Studio album by Dave East
- Released: November 8, 2019
- Genre: Hip hop
- Length: 78:07
- Label: From the Dirt; Mass Appeal; Def Jam;
- Producer: Nas (exec.); Alist Fame; AraabMuzik; Ash; Beat Butcha; BoogzDaBeast; Buda & Grandz; Coop the Truth; CT; DJ Green Lantern; Dylan Graham; iLL Wayno; Justin Zim; King BNJMN; Major Seven; Mike & Keys; Mike Kuz; Motif Alumni; Murda Beatz; Nascent; S. Dot; Shucati; Sool Got Hits; Street Symphony; Swizz Beatz; The Mekanix; Timbaland; V Don; Wisponer;

Dave East chronology
| Beloved (2018) | Survival (2019) | Karma 3 (2020) |

Singles from Survival
- "Alone" Released: October 4, 2019;

= Survival (Dave East album) =

Survival is the debut studio album by American rapper Dave East.
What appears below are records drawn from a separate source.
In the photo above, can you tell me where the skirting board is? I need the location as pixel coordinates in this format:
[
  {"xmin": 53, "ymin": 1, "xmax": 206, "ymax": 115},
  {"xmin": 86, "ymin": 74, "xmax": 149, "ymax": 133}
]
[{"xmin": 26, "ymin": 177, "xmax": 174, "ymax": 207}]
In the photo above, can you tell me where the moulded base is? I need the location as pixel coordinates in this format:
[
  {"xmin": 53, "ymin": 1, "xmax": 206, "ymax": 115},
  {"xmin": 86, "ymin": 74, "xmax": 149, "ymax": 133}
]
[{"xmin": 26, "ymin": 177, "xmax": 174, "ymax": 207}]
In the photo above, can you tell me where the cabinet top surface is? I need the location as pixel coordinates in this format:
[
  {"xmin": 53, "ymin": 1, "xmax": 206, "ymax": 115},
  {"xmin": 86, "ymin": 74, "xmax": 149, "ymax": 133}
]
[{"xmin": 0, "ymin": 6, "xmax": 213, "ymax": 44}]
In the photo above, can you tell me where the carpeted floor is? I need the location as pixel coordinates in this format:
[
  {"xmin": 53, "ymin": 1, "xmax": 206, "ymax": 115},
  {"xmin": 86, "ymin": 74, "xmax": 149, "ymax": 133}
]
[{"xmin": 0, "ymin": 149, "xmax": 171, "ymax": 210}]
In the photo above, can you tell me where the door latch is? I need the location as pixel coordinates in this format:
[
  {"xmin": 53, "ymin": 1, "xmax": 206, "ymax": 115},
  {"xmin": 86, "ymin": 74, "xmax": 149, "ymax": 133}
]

It was released on November 8, 2019, through From the Dirt, Mass Appeal Records, and Def Jam Recordings. The album features guest appearances from Teyana Taylor, Rick Ross, Nas, E-40, The-Dream, Fabolous, Gunna, Jacquees, Lil Baby, and Ty Dolla Sign, among others. It was supported by one single: "Alone" featuring Jacquees.

== Background ==
In anticipation of the album, Dave East released a 5-part eponymous titled documentary showing the recording process of the album.

On November 27, 2018, Dave East announced his debut album's title and projected release date, however, it was ultimately delayed.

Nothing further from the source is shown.